The hypothesis posits that somatic mtDNA mutations activate the integrated stress response (ISR) transcription factor ATF4, which then remodels chromatin at enhancers of GLI‑target genes, leading to aberrant Hedgehog pathway activation in aged stromal fibroblasts. This reactivation drives a maladaptive repair program characterized by excessive extracellular matrix deposition and impaired stem‑cell niche function, contributing to age‑related tissue fibrosis.

Key mechanistic steps:

1. mtDNA point mutations increase mitochondrial unfolded protein response (UPRmt) and ISR signaling, elevating ATF4 protein levels (as shown in POLG mutator mice) [https://www.aging-us.com/article/100109/text].
2. ATF4 binds to specific DNA motifs upstream of GLI1 and GLI2 promoters, recruiting histone acetyltransferases (e.g., p300) that increase H3K27ac marks, thereby opening chromatin at these loci.
3. Open chromatin permits GLI transcription factors to access their target enhancers even in the absence of canonical Hedgehog ligand, resulting in ligand‑independent GLI activation.
4. Persistent GLI signaling upregulates profibrotic genes (COL1A1, ACTA2) and suppresses adipogenic differentiation, shifting fibroblast phenotype toward a myofibroblast‑like state.
5. Secreted mitokines such as GDF15 amplify this effect systemically, propagating the fibrotic response to distant tissues [https://www.frontiersin.org/journals/cell-and-developmental-biology/articles/10.3389/fcell.2025.1652353/full].

Testable predictions:

• Fibroblasts isolated from POLG mutator mice will show higher basal GLI1/GLI2 transcriptional activity and increased H3K27ac at GLI enhancers compared with wild‑type controls; ATF4 knockdown (siRNA) will normalize these marks and reduce GLI target expression.
• Pharmacological inhibition of ISR (e.g., with ISRIB) will attenuate GLI activation and reduce collagen production in mutator fibroblasts without affecting mitochondrial respiration.
• Chromatin immunoprecipitation followed by sequencing (ChIP‑seq) for ATF4 in aged human dermal fibroblasts will reveal enrichment at GLI1/GLI2 regulatory regions; CRISPR‑mediated deletion of these ATF4 binding sites will diminish age‑associated GLI signaling.
• In vivo, topical application of a GLI antagonist (GANT61) to aged mutator mouse skin will decrease fibrosis markers and improve wound‑healing kinetics, whereas ISR activation in young wild‑type mice (via low‑dose tunicamycin) will prematurely induce GLI‑dependent fibrotic phenotypes.

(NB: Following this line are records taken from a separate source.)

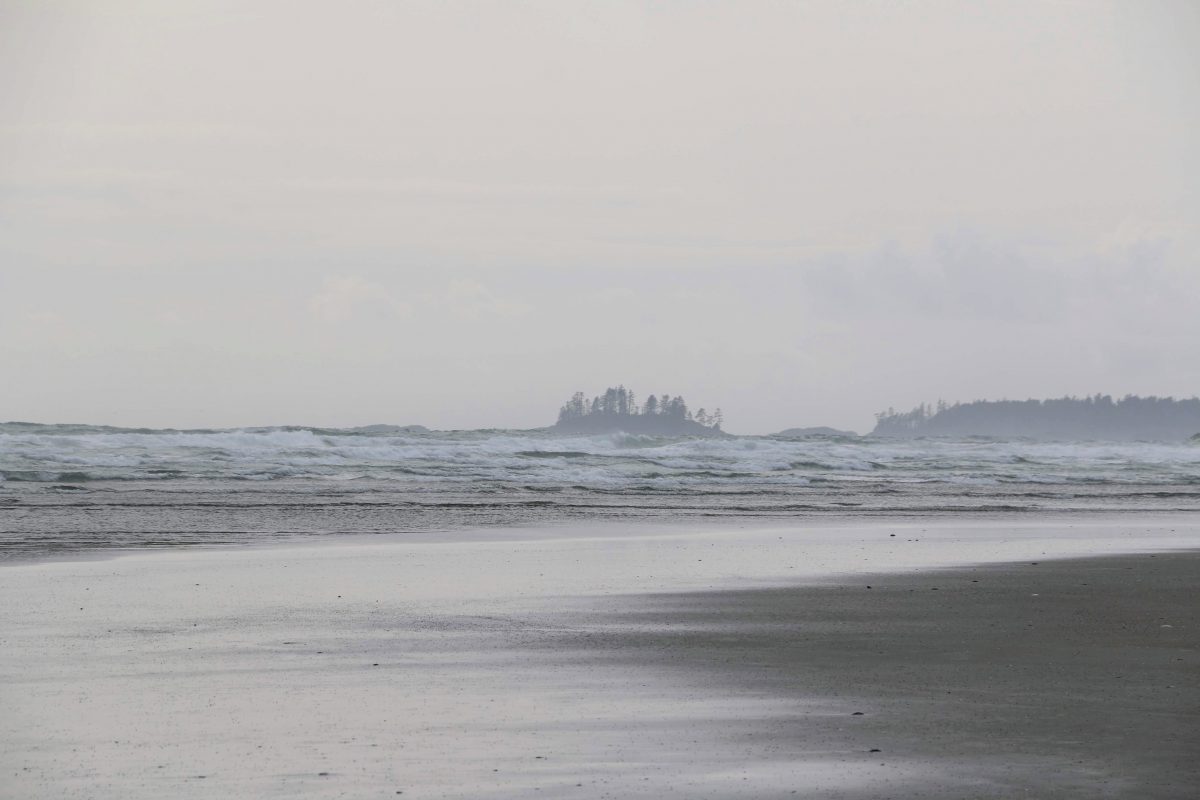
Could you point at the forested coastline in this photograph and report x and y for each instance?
(1099, 416)
(617, 409)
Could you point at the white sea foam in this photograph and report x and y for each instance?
(47, 453)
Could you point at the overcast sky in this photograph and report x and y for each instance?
(456, 214)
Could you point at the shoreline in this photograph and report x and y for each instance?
(619, 529)
(678, 665)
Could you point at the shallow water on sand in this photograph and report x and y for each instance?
(67, 489)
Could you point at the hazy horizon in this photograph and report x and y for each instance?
(450, 215)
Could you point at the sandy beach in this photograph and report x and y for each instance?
(1053, 659)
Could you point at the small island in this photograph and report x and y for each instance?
(617, 409)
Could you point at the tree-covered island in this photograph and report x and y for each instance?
(617, 409)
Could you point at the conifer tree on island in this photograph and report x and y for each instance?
(617, 409)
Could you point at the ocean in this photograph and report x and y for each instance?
(73, 489)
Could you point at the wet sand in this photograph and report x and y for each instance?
(1056, 679)
(681, 663)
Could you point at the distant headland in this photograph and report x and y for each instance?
(1132, 417)
(617, 409)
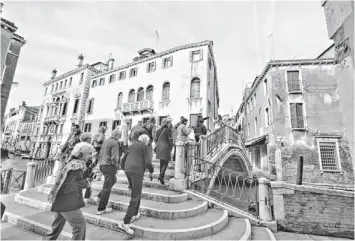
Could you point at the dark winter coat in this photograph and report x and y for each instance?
(70, 194)
(164, 143)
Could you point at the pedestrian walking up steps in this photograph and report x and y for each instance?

Falsification criteria: If ATF4 loss or ISR inhibition fails to alter GLI enhancer acetylation or GLI‑target expression in mtDNA‑mutant fibroblasts, or if GLI blockade does not ameliorate fibrosis in aged mutator models, the proposed mechanistic link between mtDNA stress and Hedgehog‑GLI reactivation would be refuted, suggesting that mtDNA‑driven aging operates through alternative pathways.

This hypothesis extends the current view of mtDNA dysfunction as a passive accumulator of damage by positioning it as an active regulator of developmental signaling networks, thereby offering a novel target for interventions aimed at reversing age‑related fibrotic degeneration.